An addendum could also clarify something in the document. For example, an addendum may spell out details of a mandatory home owner’s association membership.
The addendum may also nullify an existing term of the contract. Say a landlord agrees to let a specific tenant have a pet. A pet addendum could nullify the standard lease language that prohibits pets in the residence.
Sometimes an addendum is purely informational. For example, the lead-paint disclosure addendum. Sometimes the law requires an addendum. For instance, federal law requires that seller’s lead-based paint disclosure on a home sale contract.
All Parties’ Signatures
Both buyers and sellers often have to sign an addendum to make it valid. It may also require witnesses to the signatures. These provisions keep one party from slipping in a contract change without the other knowing.
An addendum can save lots of time and energy. Say you’ve sent an offer on a property to the seller and one party wants a change. You can add it with an addendum without having to rewrite the entire offer.
Real Estate Uses for Addendums
An addendum can inform, change, or clarify real estate contracts in many ways. To give you an idea, the Texas Real Estate Commission supplies the following standard addendum forms:
- Concerning Right to Terminate Due to Lender’s Appraisal
- Back-Up Contract
- Authorizing Hydrostatic Testing
- Coastal Area Property
- Property Located Seaward of the Gulf Intercoastal Waterway
- Subject to Mandatory Membership in a Property Owners Association
- Property in a Propane Gas System Service Area
- Release of Liability on Assumed Loan and/or Restoration of Seller’s VA Entitlement
- Reservation of Oil, Gas and Other Minerals
- Sale of Other Property by Buyer
- Seller’s Disclosure of Information on Lead-Based Paint and Lead-Based Paint Hazards as Required by Federal Law
- Buyer’s Temporary Residential Lease
- Environmental Assessment, Threatened or Endangered Species, and Wetlands
- Loan Assumption
- Non-Realty Items
- Seller Financing
- Seller’s Temporary Residential Lease
- Short Sale
- Third Party Financing
An addendum can also surface in other business, legal and finance situations. For example, an addendum to a will may cover an issue that arose after the will got drafted.
Many times, a will addendum clarifies who gets a particular item from the estate. Dispositions of homes, coin collections, artwork, furniture and automobiles often feature in a will’s addendum.
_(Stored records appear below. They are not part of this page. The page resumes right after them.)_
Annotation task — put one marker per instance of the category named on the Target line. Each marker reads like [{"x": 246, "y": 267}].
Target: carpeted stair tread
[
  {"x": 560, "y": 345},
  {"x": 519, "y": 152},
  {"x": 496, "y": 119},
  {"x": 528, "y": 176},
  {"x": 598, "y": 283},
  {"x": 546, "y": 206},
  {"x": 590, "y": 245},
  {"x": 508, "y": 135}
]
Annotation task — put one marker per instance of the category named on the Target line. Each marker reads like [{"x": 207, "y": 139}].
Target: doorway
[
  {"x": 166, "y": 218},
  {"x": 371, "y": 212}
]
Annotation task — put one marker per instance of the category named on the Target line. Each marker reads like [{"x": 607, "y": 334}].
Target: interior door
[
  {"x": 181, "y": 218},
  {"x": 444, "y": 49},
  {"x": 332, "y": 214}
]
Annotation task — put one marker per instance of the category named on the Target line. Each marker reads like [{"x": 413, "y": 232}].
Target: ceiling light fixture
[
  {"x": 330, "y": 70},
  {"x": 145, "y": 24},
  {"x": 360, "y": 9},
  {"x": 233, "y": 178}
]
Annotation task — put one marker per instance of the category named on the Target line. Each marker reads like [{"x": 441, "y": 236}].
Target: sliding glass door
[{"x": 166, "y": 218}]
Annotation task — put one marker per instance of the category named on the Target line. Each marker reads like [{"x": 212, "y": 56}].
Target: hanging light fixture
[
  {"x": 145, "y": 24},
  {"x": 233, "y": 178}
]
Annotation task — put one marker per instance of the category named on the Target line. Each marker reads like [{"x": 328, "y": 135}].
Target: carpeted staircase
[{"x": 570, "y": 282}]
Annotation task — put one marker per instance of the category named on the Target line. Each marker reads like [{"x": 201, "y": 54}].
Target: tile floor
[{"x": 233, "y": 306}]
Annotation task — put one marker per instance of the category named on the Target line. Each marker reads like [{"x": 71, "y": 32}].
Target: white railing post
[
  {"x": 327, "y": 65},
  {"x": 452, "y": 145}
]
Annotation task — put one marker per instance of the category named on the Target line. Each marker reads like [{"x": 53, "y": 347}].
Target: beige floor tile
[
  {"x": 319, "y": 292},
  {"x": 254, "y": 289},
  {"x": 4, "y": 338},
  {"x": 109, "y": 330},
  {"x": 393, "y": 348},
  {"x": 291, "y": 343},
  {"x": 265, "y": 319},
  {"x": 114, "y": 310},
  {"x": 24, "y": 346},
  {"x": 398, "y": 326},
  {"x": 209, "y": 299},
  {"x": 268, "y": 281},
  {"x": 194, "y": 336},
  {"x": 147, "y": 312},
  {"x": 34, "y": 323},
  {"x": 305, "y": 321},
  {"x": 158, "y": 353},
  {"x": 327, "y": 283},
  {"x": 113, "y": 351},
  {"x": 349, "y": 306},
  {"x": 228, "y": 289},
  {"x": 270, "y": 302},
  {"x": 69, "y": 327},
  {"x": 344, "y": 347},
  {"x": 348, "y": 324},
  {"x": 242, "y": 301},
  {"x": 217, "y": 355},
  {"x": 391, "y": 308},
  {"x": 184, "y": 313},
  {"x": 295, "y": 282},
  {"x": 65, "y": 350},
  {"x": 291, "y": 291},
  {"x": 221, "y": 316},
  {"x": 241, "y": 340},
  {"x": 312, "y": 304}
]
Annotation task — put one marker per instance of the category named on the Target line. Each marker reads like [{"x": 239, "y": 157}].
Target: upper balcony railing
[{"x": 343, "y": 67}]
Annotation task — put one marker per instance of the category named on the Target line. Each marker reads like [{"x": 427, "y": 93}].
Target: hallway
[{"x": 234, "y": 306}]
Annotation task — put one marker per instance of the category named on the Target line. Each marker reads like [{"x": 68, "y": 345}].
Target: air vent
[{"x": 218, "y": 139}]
A non-real-estate sales contract also could have an addendum or two. If you want to change payment terms or delivery date on something you bought, an addendum can do it.
Addendums vs Other Documents
An addendum is just one of several document types that could be attached to a contract. Here are a few documents that are commonly mistaken for an addendum:
Amendments sometimes get confused with addendums. These are added to contracts that are already signed. An addendum is added before the contract is signed.
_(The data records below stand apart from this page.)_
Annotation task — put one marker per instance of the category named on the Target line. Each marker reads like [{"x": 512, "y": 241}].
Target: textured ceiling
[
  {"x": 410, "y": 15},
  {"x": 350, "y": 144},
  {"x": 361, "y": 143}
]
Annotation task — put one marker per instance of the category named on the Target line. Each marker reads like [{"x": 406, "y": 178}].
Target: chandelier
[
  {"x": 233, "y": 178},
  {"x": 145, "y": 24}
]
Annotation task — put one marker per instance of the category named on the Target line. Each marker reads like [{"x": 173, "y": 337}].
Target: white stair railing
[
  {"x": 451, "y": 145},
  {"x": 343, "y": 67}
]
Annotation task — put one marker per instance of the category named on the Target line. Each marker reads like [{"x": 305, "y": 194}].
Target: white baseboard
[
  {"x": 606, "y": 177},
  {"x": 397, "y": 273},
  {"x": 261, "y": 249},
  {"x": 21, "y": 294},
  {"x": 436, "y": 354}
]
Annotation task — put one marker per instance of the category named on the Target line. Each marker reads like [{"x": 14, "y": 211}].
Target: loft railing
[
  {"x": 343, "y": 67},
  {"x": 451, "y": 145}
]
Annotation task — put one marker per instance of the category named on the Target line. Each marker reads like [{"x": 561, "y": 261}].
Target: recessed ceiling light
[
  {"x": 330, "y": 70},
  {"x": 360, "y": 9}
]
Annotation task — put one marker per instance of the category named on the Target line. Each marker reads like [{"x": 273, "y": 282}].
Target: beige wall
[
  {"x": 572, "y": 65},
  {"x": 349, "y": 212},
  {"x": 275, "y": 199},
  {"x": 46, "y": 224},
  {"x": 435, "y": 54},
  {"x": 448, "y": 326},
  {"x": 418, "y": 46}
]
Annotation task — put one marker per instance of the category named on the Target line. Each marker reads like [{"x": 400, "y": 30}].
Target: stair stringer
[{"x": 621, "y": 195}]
Appendixes add supporting information without changing the original document. One common example is a bank statement showing the buyer has the funds for an all-cash deal.
Annexes are purely informational additions. Often, they are tables such as tax tables. Exhibits can be standard forms describing a signer’s obligations under the contract. Real estate contacts often have attached an exhibit giving the legal description of a property.
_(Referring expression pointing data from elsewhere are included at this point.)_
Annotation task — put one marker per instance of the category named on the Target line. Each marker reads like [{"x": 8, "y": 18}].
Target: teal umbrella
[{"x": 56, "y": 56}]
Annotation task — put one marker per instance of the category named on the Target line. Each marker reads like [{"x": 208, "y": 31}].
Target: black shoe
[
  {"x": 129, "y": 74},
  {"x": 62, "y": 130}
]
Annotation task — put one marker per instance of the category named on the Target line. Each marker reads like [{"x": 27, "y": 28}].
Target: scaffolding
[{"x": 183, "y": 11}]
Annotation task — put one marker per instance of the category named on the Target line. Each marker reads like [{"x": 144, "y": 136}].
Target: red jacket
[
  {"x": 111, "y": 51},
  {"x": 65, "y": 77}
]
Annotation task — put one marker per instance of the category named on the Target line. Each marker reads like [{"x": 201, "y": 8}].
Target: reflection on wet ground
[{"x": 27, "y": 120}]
Riders often show up on insurance policies. They add some condition to a standard contract. For example, a homeowner may want a rider stating that the coverage will include an art collection.
So, What Is an Addendum?
You won’t have to look at many real estate contracts before encountering your first addendum. You can use addendums to clarify, expand, nullify, or change contract terms. And you won’t have to rewrite the entire contract to make these changes.
An addendum can save valuable time and energy as a real estate deal travels the path to completion. Making wise use of addendums can smooth out many real estate activities, and having a good grip on what they are used for can be a big help.